Thomas Harold Reade - Lest We Forget

Thomas Harold Reade was born July 25, 1889 at Niagara Falls, Ontario. He was the son of Thomas W. Reade, M.D. and Alice M. Reade of Niagara Falls. He attended Upper Canada College and then entered the service in the Imperial Bank in Toronto. By 1914 he was working as a bank accountant for the Imperial Bank of Canada in Revelstoke. He had also been very interested in the military life having served three years with the Queen’s Own Rifles at Toronto, six months with the 102nd RMR, and three months with the 89th Regiment, Calgary.

Thomas Harold Reade married Frances Lawson in Revelstoke on August 24, 1916 at St. Peter’s Anglican Church. Frances Lawson was from a prominent Revelstoke family and was a very talented musician, organizing concerts and dramas, and conducting music lessons. She taught the joy of music and culture to many children during the war years. They had a son, Thomas Harold Jr., born July 31, 1917 at the Queen Victoria Hospital in Revelstoke.

Thomas Reade signed his overseas enlistment papers on December 2, 1916 at Calgary as a lieutenant. He was 27 years old and married. He was 5’8” tall, and had brown eyes and dark hair.

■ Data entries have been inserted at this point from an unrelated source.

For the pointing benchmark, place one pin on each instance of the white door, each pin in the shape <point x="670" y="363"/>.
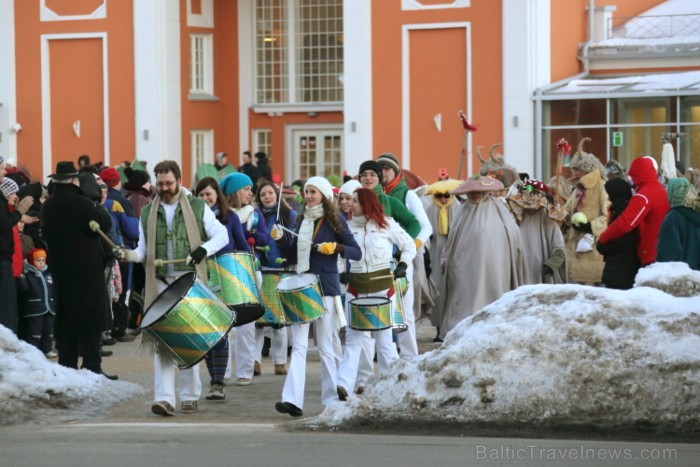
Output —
<point x="317" y="152"/>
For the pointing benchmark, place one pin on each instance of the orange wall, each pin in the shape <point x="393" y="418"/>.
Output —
<point x="119" y="29"/>
<point x="487" y="103"/>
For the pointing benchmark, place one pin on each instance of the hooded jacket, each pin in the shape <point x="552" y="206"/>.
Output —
<point x="645" y="211"/>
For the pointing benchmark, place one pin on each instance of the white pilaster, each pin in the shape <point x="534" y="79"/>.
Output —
<point x="357" y="31"/>
<point x="526" y="66"/>
<point x="157" y="81"/>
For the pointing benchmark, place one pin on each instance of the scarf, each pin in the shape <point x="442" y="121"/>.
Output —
<point x="306" y="233"/>
<point x="192" y="236"/>
<point x="444" y="215"/>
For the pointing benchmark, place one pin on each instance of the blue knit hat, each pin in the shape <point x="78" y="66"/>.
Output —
<point x="231" y="183"/>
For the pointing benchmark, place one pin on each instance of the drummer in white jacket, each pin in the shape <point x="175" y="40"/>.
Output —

Because of the prominence of Frances Lawson in the community there are numerous notices of her visits to her husband prior to his shipping out to France.  She was also very involved in the patriotic appeals during the war and held many concerts to raise money for the war effort.

Thomas Harold Reade died April 5, 1918, perhaps during the last German offensive of the war. He was 29 years old. At the time of his death he was a Lieutenant with the 29th Battalion, Canadian Infantry (British Columbia) Regiment. He is buried in the Bac-Du-Sud British Cemetery, France.

Thomas Reade’s wife and child were living in Revelstoke during the war but after the death of Thomas Reade they moved east to Toronto.

The name of Thomas Harold Reade is inscribed on the Courthouse and Cenotaph plaques. He is also remembered on a memorial tablet at Upper Canada College in Toronto, and on a panel in St. Thomas Anglican Church, Toronto.